Чилдерс сухо хохотнул. „Ты в моем мире, братец. Не будь идиотом.“
Деннар уронил свое ружье и рюкзак и совершенно расслабился. Он сжался в низкую стойку, пересыпая песок пальцами. „Я дальше не пойду“, сказал он. „На этой твари в арройо я увидел свое лицо.“
„Что-о?“, спросил Чилдерс жалостливым тоном, словно говоря с ребенком. „Ты еще и испугался?“
„Тебя-то я не боюсь, это точно.“ Деннар плавно перетек в другую стойку, слегка повыше, выпрямив спину и вы ставив вперед правую ногу. „Но я не дурак. Я понимаю, к чему идет дело.“
„Ты просто думаешь, что понимаешь.“ Чилдерс стряхнул с плеч собственный рюкзак и ружье. „Боже праведный! Поганая галлюцинация, и ты распадаешься на кусочки. В Гватемале я видел зверей, сделанных из человеческого дерьма, напитавшегося мертвецами. И от этого стал еще сильнее. Я видел солнце, истыканное стрелами — и купался в его крови.“
„Ты не видел джека“, сказал Деннар. „Я был в Сакапасе, когда сгорела черная церковь и вылетели демоны. Сотня братьев видела то же самое, и все ушли на нулевой уровень, все до одного, кроме меня.“
Они начали обмениваться похвальбой в древнем ритуале бойцов в ямах. Я и не думал вставать между ними. Сэмми на сэмми мне подходило прекрасно. Повезет — и они прикончат друг друга. Лупе прижалась ко мне. Фрэнки выбрал безопасную позицию, с которой удобно снимать схватку. Наш рейтинг, наверное, зашкаливало.
Гребень холма, где мы шли, был узким, с тридцатифутовым обрывом, и когда эти двое сцепились, я понял, что один или оба скатятся вниз, приземлившись среди блестящих пятен песка, похожих на осыпавшийся наждак.
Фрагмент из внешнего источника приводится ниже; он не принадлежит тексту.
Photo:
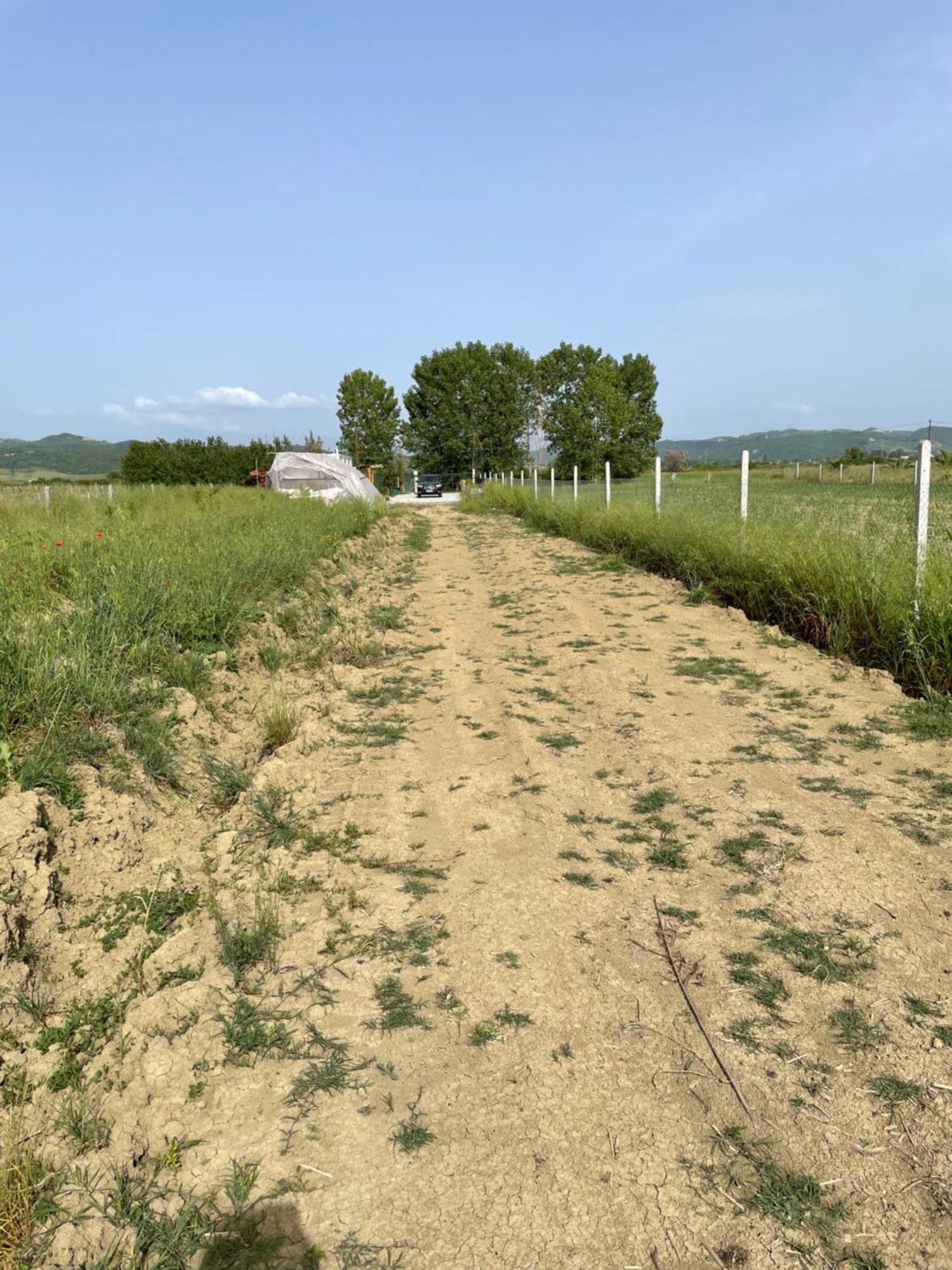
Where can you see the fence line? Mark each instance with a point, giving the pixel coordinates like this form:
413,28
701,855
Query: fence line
884,516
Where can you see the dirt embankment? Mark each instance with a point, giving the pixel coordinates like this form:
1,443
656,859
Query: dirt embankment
416,970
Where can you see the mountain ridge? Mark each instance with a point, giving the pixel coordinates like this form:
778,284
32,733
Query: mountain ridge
807,445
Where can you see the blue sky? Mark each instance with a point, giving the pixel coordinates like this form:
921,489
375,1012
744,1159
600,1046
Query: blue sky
213,209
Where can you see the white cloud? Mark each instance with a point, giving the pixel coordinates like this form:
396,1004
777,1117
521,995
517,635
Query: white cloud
209,407
795,408
242,399
293,401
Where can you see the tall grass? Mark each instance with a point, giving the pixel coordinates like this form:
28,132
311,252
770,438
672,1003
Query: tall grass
813,582
106,606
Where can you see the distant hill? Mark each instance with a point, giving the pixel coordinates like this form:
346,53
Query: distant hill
60,455
800,445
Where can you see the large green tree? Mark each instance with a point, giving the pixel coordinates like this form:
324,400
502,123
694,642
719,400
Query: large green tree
470,406
370,416
596,408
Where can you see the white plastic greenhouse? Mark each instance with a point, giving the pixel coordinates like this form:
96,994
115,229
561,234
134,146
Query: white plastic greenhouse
319,477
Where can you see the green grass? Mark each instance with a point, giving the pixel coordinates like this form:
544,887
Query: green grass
227,782
398,1009
854,1029
96,633
847,592
82,1122
280,723
412,1135
797,1201
157,912
836,954
247,944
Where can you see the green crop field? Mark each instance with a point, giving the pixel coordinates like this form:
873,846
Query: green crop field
106,606
880,515
833,565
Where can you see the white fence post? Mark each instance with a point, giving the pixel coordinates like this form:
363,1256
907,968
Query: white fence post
922,512
744,483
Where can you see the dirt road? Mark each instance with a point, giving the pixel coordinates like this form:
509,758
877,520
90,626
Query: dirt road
550,746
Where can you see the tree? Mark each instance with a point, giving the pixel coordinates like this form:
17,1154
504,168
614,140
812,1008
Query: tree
191,463
675,462
370,416
597,410
470,407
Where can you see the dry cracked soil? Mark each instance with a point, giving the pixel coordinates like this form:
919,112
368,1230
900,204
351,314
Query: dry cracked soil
422,972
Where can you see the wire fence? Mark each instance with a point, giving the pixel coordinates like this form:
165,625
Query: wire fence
887,506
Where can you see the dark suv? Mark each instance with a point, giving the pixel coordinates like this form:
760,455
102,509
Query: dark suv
430,487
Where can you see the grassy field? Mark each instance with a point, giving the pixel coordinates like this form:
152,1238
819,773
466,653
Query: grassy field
109,606
880,515
393,906
830,565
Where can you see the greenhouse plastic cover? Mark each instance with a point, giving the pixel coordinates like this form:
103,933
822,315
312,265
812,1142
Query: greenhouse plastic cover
319,476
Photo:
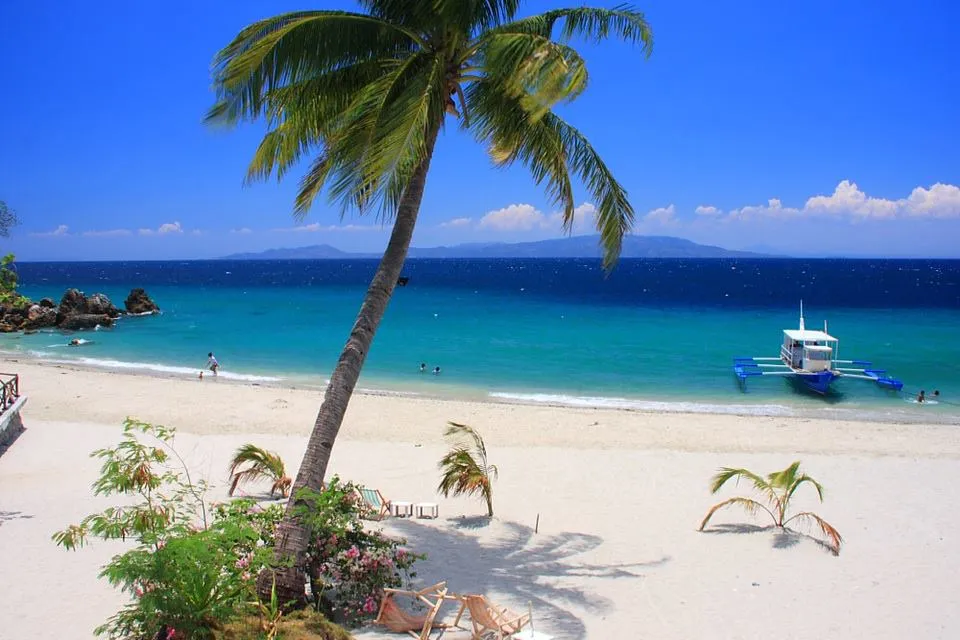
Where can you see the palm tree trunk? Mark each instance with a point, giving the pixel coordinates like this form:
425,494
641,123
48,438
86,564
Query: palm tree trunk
291,539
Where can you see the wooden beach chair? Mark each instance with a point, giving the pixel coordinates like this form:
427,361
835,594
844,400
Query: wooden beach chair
490,620
373,505
396,619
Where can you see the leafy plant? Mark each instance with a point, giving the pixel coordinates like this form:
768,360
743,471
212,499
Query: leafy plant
8,219
260,464
190,572
348,566
777,488
465,468
368,93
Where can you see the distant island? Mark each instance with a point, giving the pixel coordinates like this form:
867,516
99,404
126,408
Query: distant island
573,247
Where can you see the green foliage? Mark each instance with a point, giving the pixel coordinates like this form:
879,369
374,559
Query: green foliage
8,282
777,489
8,219
348,566
465,469
260,463
188,571
169,502
365,92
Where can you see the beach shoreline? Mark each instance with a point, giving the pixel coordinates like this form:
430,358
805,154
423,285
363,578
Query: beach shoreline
299,381
596,510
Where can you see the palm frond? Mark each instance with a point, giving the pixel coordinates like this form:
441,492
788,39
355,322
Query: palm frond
553,151
827,529
751,507
728,473
260,463
623,22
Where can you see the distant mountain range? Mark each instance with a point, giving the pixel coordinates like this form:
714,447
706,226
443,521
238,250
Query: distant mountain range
573,247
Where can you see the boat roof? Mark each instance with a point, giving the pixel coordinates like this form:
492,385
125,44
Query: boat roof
804,335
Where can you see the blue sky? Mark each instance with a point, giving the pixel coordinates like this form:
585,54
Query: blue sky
814,128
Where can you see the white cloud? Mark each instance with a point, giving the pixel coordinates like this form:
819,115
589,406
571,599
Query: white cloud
515,217
107,233
708,211
61,230
456,222
939,201
165,229
848,201
662,215
315,227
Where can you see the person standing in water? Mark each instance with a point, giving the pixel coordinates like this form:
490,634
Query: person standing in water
212,363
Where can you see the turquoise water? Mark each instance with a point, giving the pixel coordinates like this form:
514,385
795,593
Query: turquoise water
511,344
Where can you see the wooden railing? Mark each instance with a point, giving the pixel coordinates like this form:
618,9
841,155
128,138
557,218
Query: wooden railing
9,390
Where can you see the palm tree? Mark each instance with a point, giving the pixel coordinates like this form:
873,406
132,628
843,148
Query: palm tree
367,94
261,464
465,468
8,219
777,489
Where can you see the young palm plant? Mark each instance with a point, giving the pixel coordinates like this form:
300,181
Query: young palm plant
465,469
777,489
260,464
367,94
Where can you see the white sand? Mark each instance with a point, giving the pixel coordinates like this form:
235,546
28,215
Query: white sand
619,495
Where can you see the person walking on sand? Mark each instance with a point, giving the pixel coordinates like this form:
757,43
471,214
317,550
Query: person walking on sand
212,363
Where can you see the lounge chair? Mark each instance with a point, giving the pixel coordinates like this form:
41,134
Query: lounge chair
395,619
373,505
490,620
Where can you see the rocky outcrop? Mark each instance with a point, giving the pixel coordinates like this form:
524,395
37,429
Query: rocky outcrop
75,311
39,318
99,304
85,321
138,303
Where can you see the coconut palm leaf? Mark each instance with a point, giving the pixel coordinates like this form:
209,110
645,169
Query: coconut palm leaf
825,527
465,468
260,464
777,488
751,507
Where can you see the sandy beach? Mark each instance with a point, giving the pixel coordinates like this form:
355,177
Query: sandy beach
618,494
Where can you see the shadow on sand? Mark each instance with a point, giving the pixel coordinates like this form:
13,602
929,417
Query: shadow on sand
533,568
783,537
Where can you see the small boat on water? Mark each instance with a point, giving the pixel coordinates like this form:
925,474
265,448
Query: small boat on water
810,356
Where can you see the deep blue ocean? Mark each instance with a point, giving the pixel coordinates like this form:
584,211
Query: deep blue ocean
655,334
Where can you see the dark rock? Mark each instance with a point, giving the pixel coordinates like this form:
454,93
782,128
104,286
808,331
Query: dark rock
39,317
73,301
139,302
85,321
99,304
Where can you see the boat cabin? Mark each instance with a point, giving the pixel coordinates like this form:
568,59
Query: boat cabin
808,350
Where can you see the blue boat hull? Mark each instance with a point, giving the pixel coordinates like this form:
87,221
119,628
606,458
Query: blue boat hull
818,382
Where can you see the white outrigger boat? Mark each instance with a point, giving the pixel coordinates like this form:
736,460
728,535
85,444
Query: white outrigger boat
810,356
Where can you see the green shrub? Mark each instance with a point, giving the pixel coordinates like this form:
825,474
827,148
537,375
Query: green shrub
348,566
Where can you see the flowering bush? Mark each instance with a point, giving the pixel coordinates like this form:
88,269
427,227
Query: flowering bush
190,571
348,566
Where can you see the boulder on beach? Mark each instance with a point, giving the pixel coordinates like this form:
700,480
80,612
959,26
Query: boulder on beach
138,302
39,318
99,304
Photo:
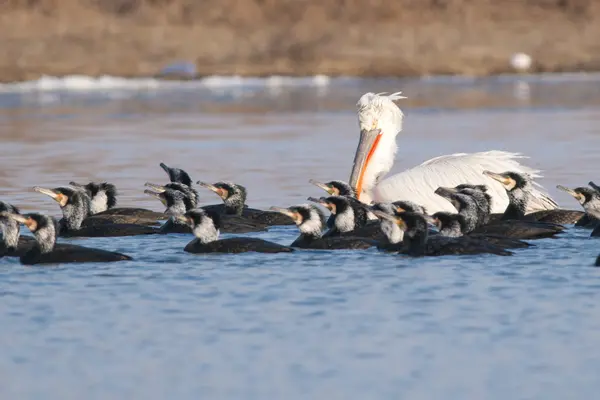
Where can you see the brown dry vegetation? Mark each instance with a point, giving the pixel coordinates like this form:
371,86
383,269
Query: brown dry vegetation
295,37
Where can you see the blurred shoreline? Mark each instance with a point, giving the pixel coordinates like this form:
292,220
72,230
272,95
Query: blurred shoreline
137,38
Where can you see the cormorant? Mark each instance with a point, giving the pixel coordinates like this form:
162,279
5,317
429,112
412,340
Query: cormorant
310,221
206,225
516,229
234,203
417,242
518,188
75,207
179,202
103,199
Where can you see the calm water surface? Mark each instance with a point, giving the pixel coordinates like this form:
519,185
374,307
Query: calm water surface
311,324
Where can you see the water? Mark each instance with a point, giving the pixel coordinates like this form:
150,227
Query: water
349,324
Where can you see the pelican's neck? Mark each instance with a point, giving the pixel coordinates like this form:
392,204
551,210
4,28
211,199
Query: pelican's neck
380,163
379,112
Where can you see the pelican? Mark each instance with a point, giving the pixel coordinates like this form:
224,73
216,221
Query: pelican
380,121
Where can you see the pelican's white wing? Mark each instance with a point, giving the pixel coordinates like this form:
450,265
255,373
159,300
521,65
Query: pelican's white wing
419,183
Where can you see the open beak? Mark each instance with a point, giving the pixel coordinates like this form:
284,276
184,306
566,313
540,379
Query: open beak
498,177
445,192
395,219
156,188
221,192
156,195
285,211
323,202
28,222
323,186
58,197
183,219
364,152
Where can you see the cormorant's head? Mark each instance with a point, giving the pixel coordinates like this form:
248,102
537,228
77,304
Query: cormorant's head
42,226
226,190
176,201
34,221
443,219
308,218
335,204
335,188
462,186
409,206
177,175
63,195
408,221
510,180
205,224
585,196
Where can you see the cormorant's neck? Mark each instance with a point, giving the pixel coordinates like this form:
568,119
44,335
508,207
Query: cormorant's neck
517,204
415,242
344,220
234,205
206,233
177,208
9,233
311,229
452,228
45,238
99,202
76,211
469,213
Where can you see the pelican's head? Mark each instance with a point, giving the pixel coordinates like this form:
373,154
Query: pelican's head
379,120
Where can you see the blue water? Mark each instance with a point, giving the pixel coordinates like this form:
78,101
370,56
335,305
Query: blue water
312,324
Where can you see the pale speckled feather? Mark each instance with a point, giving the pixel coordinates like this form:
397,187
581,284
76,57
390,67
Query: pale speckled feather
377,111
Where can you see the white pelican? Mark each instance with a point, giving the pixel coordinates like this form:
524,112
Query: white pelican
380,121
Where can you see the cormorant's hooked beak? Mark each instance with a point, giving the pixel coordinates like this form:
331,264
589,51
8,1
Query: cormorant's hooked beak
222,193
323,186
445,192
572,192
164,167
322,201
393,218
504,180
183,219
293,215
157,188
367,145
60,198
22,219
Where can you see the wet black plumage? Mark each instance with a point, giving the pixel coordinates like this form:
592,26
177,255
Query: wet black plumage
348,216
454,225
103,199
45,250
310,221
206,226
417,242
75,207
518,188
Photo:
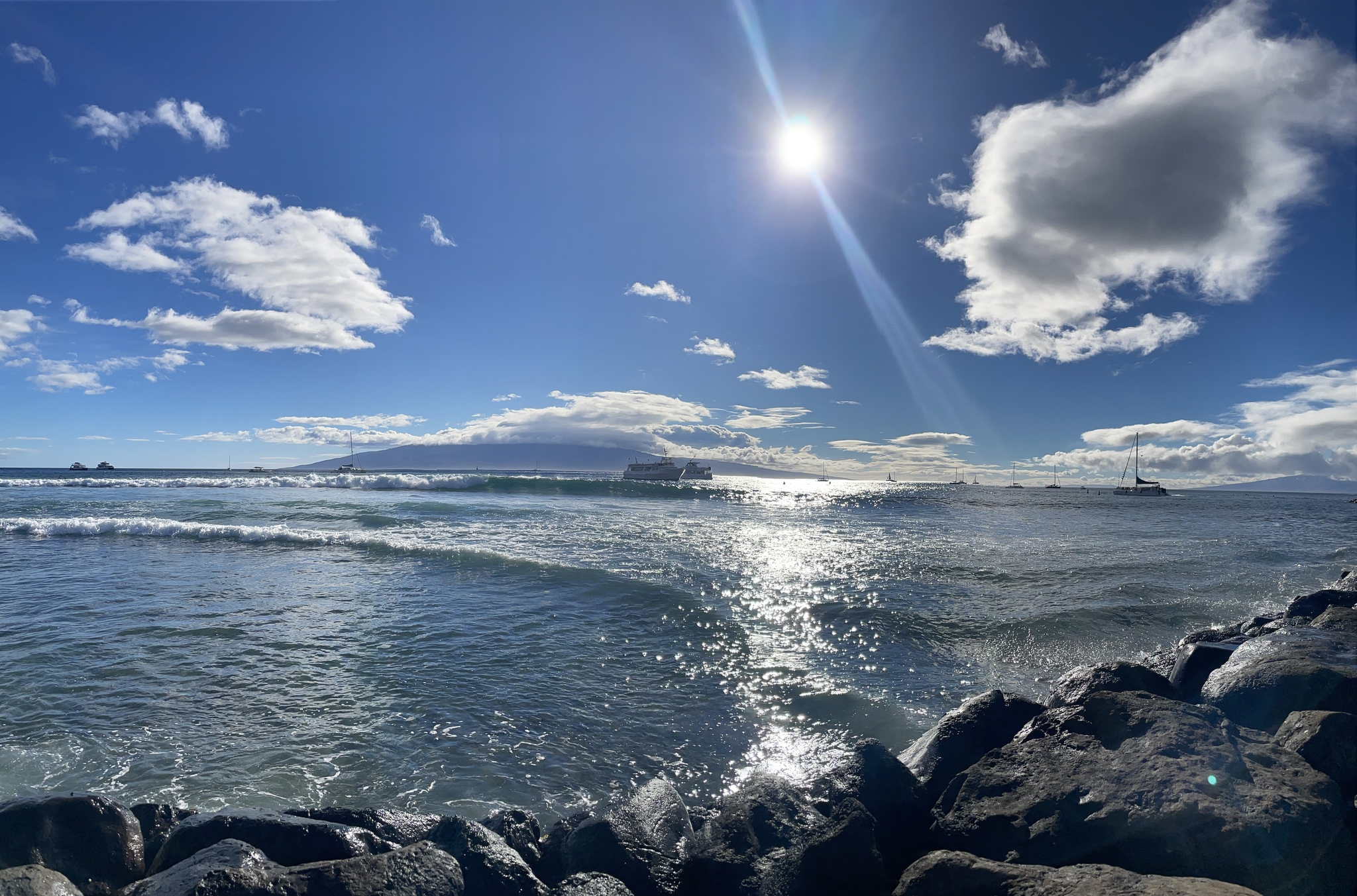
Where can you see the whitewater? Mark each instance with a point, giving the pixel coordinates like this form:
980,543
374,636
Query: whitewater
461,642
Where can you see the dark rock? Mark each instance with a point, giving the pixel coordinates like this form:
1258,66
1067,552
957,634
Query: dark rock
398,827
287,840
1082,681
36,880
489,865
1126,778
590,884
520,830
156,819
763,817
91,840
635,842
945,873
967,734
891,793
1277,674
1327,742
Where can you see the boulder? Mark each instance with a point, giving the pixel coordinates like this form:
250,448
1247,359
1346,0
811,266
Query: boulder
1327,742
1277,674
156,819
91,840
1156,787
520,830
1082,681
635,842
404,828
945,873
889,792
36,880
287,840
489,865
967,734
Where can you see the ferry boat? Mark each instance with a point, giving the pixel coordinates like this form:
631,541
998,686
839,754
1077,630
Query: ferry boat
1142,487
661,471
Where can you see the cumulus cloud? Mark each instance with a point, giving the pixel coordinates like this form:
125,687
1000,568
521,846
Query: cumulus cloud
30,54
802,376
436,236
186,119
713,349
299,264
1178,174
664,291
1014,53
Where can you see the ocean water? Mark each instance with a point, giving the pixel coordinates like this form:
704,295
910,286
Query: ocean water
463,642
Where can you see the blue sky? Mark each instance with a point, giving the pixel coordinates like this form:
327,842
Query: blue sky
266,170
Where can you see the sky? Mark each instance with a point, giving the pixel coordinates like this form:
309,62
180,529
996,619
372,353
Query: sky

Довольно долго ни один не получал преимущества, они дрались почти беззвучно, лишь слышалось затрудненное дыхание, но вдруг Деннар скользнул под левой рукой Чилдерса, оказался сзади и применил удушающий захват, который обычное горло сокрушил бы в несколько секунд. Чилдерс попытался укусить руку Деннара, но промахнулся, оскалив зубы. Лицо его потемнело и он нацелился в глаза Деннара. Я болел за Деннара. Его подход к миссии более-менее совпадал с моим собственным, и я начинал раздумывать, как с ним управиться, как только Чилдерс будет мертв. Но вдруг шея и туловище Чилдерса расширились, словно кости его были гибкими, как ребра питона, и он ослабил хватку Деннара. Он повернулся в его захвате и головой врезал Деннару, бросив его на колени, потом он схватился за борта куртки Деннара и дважды нанес рубящий удар правой. Я не мог поверить, что Деннар еще в сознании. Кровь и слюни полились из его рта. Глаза закатились. Но когда Чилдерс замахнулся в третий раз, он нырнул и обхватил Чилдерса руками за пояс, подняв его на уровень плеча. Я видел, как он напрягся, готовясь швырнуть Чилдерса с гребня однако он шагнул назад, оступился и Чилдерс соскользнул с его плеча. Потеряв равновесие, Деннар схватился за воздух, упал и покатился вниз по склону, успокоившись прямо внизу. Пока он лежал там, разбросав конечности, оглушенный, блестящие дуги, покрывавшие поверхность пустыни, начали течь, растягиваясь в пленку на значительной секции пустыни вокруг него — вид этих ярких форм в движении превратил мою тревогу в полновесный страх. Падение основательно оглушило Деннара — у него заняло секунд двадцать-тридцать, чтобы подняться на ноги, но к тому времени было слишком поздно. Он стоял в аспидно-синем круге в центре алмазного озера. Чтобы вырваться, ему пришлось бы пересечь молекулярной толщины ковер из машин. Он выглядел плохо. Одна рука, похоже, была сломана, изо рта текла кровь. Он крутился в своем замкнутом круге, в поисках пути выхода. С запада показался всадник, приближаясь легкой трусцой, выглядя еще менее живым, чем черная дыра в форме всадника-лошади в фотофреске, что скользила фальшивыми искусственными движениями. Лупе начала твердить молитву пресвятой Деве Марии.